Wednesday, 17 December 2014
Anthony Lee Endres1, Cameron Toy1, Philip R Van-Lane1, Wesley J Campbell1 and Colby Michael Steelman2, (1)University of Waterloo, Waterloo, ON, Canada, (2)University of Guelph, Guelph, ON, Canada
While the capacity of both electromagnetic induction (EMI) and electrical resistivity tomography (ERT) to monitor shallow soil moisture dynamics has been extensively examined, there have been few studies comparing the results of these two techniques. These comparative studies have primarily treated ERT as the more reliable method and focussed on the potential shortcoming (i.e., calibration and stability) of EMI devices. Further, these studies have been very limited in terms of their duration and the range of soil moisture conditions observed.

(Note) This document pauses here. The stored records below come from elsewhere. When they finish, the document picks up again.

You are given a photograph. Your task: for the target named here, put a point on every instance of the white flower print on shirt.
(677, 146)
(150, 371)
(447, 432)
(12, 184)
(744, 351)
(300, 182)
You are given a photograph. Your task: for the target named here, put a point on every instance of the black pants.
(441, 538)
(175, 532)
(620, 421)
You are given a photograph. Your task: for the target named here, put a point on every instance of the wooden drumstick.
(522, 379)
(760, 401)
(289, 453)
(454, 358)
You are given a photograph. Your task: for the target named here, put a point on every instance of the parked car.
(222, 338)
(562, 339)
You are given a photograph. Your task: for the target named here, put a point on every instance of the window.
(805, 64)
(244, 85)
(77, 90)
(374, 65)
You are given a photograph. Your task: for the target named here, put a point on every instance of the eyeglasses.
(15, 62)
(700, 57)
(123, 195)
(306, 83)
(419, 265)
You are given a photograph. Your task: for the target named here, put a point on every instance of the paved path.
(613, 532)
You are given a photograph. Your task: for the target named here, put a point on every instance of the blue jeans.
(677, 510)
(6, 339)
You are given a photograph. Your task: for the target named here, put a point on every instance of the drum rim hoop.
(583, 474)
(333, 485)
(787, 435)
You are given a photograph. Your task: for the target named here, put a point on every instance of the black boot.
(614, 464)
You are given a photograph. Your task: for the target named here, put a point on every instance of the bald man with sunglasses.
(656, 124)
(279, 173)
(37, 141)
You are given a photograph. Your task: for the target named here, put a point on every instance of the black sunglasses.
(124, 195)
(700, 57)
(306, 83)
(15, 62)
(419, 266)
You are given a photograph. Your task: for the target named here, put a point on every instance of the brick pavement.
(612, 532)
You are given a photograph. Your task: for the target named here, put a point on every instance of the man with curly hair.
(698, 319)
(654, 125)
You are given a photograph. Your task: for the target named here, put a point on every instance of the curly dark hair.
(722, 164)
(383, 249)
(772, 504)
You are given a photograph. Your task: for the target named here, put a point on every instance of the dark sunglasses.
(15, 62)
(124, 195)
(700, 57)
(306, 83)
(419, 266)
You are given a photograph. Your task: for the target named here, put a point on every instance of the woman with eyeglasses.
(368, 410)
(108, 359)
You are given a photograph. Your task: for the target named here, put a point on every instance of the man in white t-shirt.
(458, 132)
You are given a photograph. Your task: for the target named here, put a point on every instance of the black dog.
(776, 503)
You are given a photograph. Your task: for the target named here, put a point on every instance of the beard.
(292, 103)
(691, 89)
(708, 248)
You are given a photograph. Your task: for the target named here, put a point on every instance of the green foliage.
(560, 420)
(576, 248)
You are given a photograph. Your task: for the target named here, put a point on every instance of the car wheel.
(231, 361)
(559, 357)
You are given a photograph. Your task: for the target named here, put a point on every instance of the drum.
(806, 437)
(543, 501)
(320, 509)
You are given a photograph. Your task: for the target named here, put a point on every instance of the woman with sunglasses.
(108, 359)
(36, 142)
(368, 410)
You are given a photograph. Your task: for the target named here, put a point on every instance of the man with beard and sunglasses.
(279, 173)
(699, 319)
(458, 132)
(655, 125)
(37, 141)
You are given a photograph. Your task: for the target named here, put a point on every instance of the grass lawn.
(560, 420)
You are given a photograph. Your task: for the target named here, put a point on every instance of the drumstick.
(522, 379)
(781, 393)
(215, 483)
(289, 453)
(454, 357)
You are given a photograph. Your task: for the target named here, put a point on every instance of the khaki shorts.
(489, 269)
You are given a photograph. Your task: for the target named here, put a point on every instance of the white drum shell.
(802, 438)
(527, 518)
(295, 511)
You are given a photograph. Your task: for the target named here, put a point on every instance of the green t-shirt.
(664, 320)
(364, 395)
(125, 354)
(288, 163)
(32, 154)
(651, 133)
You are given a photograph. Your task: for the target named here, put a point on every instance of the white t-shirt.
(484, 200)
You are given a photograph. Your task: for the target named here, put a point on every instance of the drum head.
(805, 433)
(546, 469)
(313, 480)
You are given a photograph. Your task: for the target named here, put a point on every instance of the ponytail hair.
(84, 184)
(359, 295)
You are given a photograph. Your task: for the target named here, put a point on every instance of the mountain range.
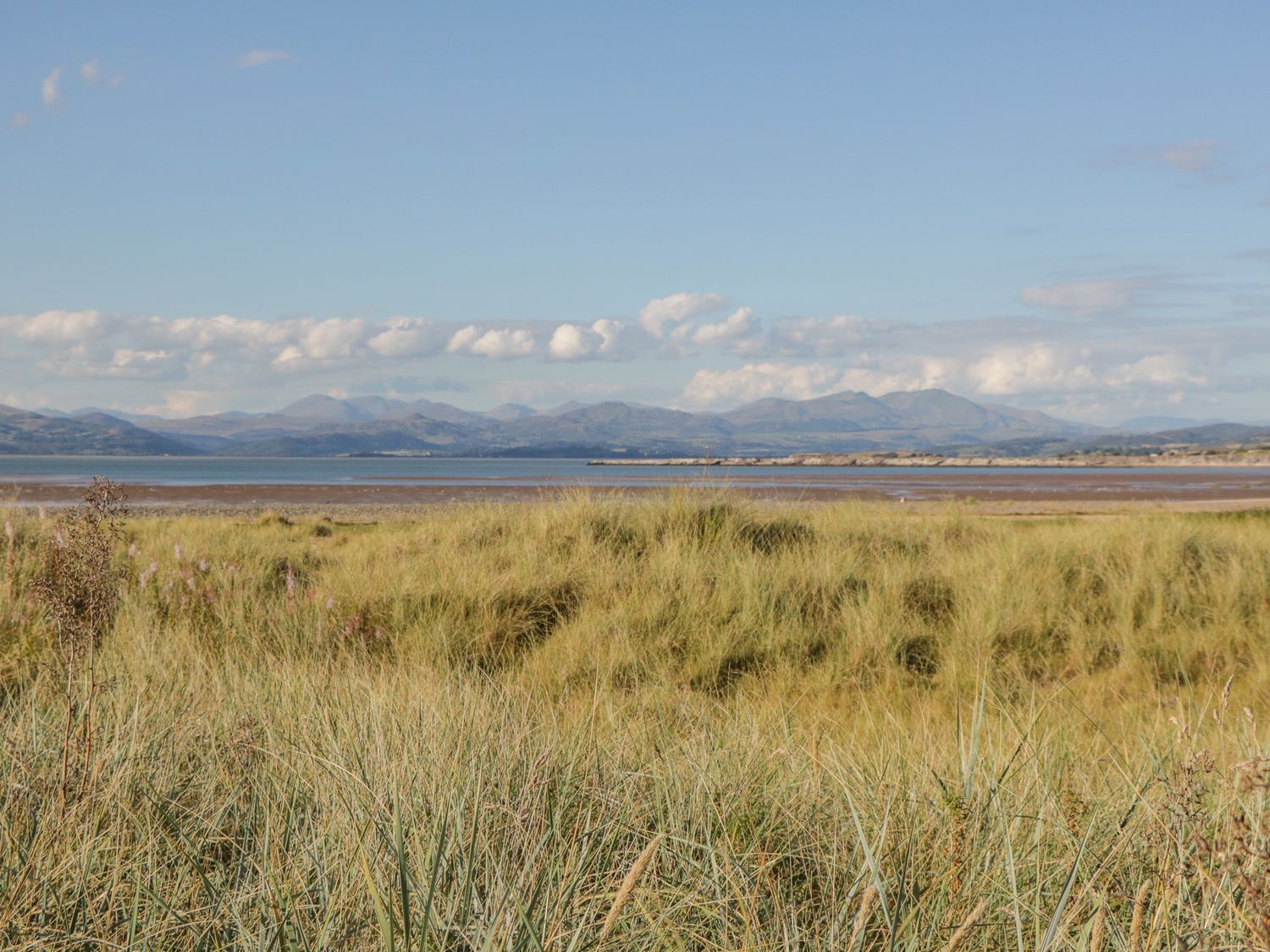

Concurrent EMI and ERT surveys we acquired during a 36-month period to monitor changes in shallow moisture conditions at a clayey vineyard located in Vineland, Ontario, Canada is an excellent data set for such a comparison between these geoelectrical techniques. A wide range of soil moisture conditions were encountered during this monitoring program including wet spring and fall, dry summer, and frozen winter periods. Also, the effects of variations in hydrological processes between contrasting annual cycles (e.g., wet versus dry summer conditions) can be seen in these hydrogeophysical data. In addition, procedures were followed during the EMI data acquisition to minimize calibration and stability issues.

We found very good agreement between these two geoelectrical techniques during the relatively wet conditions during fall to spring period. However, there is significant deviation between these methods during the summer period with the EMI data indicating less conductive (i.e., drier) conditions than the ERT data. This deviation is larger for the EMI horizontal dipole data, indicating that the source of this discrepancy is located in shallow near-surface. In addition, the comparison of gravimetric soil moisture measurements with both geoelectrical data sets shows a substantially better correlation between soil moisture and the EMI data, implying that there are significant limitations with the ERT technique in this application. The results of modelling and additional ERT surveys indicate that very short electrode spacings are required to adequately characterize the thin, highly resistive surface layer where desiccation cracking was observed. Hence, we have concluded that EMI methods are better suited for monitoring soil moisture dynamics in this system.